I had an impulsive moment and bought something called a Fuji GW690II, aka the Texas Leica – because it is a large camera compared to a slr. It is a little battered and light sealing needs replacing. But I didn’t think I had much to lose with the pricing. This is a 120 format camera. The Hasselblad takes 6×6 format and other medium formats take 6×6 or 6×7 frames. This takes 6×9 frames, which means each roll of 120 takes only 8 frames.
The camera is completely manual with no metering. I see this being a positive because I don’t have to worry about any electronics rotting out or dead batteries. It is clad in plastic but it is a little heavy with some sort of metal framing on the inside. But using it was not so bad. Everything is extra large. If it was painted yellow, you would mistaken it for a toy. I metered it using a free light meter app on the phone. In that mid day sun, it was very hard to read the screen. I just set it at F8 and 1/250 and didn’t bother changing.
I also bought some slide film Fuji Velvia rolls. They were expired and were selling at $7 each. I forgot development and scan would set me back another $27 (the normal negative film would cost me $12 or so for scan and develop) and not every shop does it. I had to wait another week for it to be outsourced. I had to skimp on lunch that week.
It sat in the cupboard for a little while and I finally decided to try it out during lunch. I once again decided to play tourist around Circular Quay. I was amazed with how sharp this camera is. You can’t tell from these low grade web pictures but trust me the lens is sharp. We are normally taught that taking photos during the mid day sun is not ideal but I am also happy with the result from Velvia.
This photo is looking towards the west from Observatory Hill, a short walk on the west side of the harbour bridge. That side of Sydney used to be a shipping terminal wharf and tall structure is the control tower for the freight ships. The wharfs are finally being developed and they will destroy the control tower soon. It is too small to be commercially viable as an observation deck and when it was built in the 70’s it was not built to last.
This side of Sydney head is still undeveloped and underdeveloped.
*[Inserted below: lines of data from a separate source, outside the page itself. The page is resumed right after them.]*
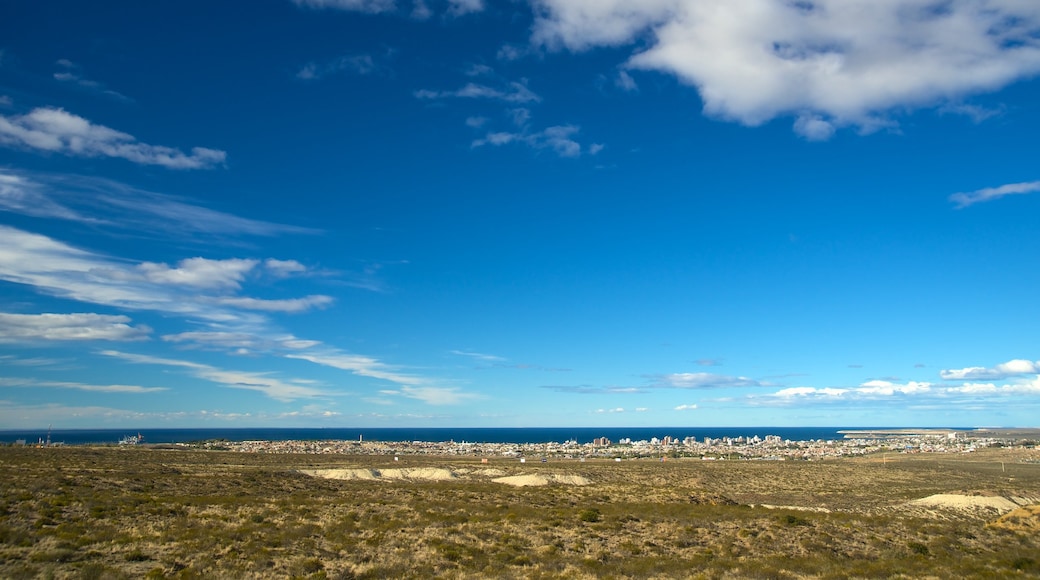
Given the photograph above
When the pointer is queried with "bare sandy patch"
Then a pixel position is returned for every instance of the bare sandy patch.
(1022, 520)
(537, 479)
(420, 474)
(946, 505)
(796, 507)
Most of those houses were built from the 20s and even earlier back to the 1800s.
Observatory Hill is a nice and quiet spot for a picnic lunch and lots of weddings take place there.
I was unhappy with this shot because the face ended up in shadow.
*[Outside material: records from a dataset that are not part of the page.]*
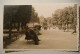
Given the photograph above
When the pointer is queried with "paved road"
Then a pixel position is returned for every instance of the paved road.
(50, 39)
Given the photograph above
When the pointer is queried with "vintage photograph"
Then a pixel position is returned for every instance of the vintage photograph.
(41, 26)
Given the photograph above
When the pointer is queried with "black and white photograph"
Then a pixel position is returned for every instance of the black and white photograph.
(41, 26)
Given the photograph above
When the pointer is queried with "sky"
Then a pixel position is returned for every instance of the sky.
(46, 9)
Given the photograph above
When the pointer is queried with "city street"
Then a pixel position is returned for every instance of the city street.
(50, 39)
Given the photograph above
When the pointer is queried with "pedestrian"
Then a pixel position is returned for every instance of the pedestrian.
(30, 34)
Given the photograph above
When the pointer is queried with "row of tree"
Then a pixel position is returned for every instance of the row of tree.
(16, 16)
(66, 17)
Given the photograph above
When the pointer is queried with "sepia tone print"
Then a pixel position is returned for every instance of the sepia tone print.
(40, 26)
I was walking back to work and saw them coming down the street with one last shot. I liked the way they dressed. The focusing on the camera is the rangefinder type, meaning you see 2 overlapping images in the middle of the frame and they come into focus when you match the images up. It was my first time using this type of focusing and they were quickly walking off the centre so I was not sure if they would stay in focus. One more stride from them and I wouldn’t have fired the shutter. They faces are overexposed but this ended up being my favourite of all the shots.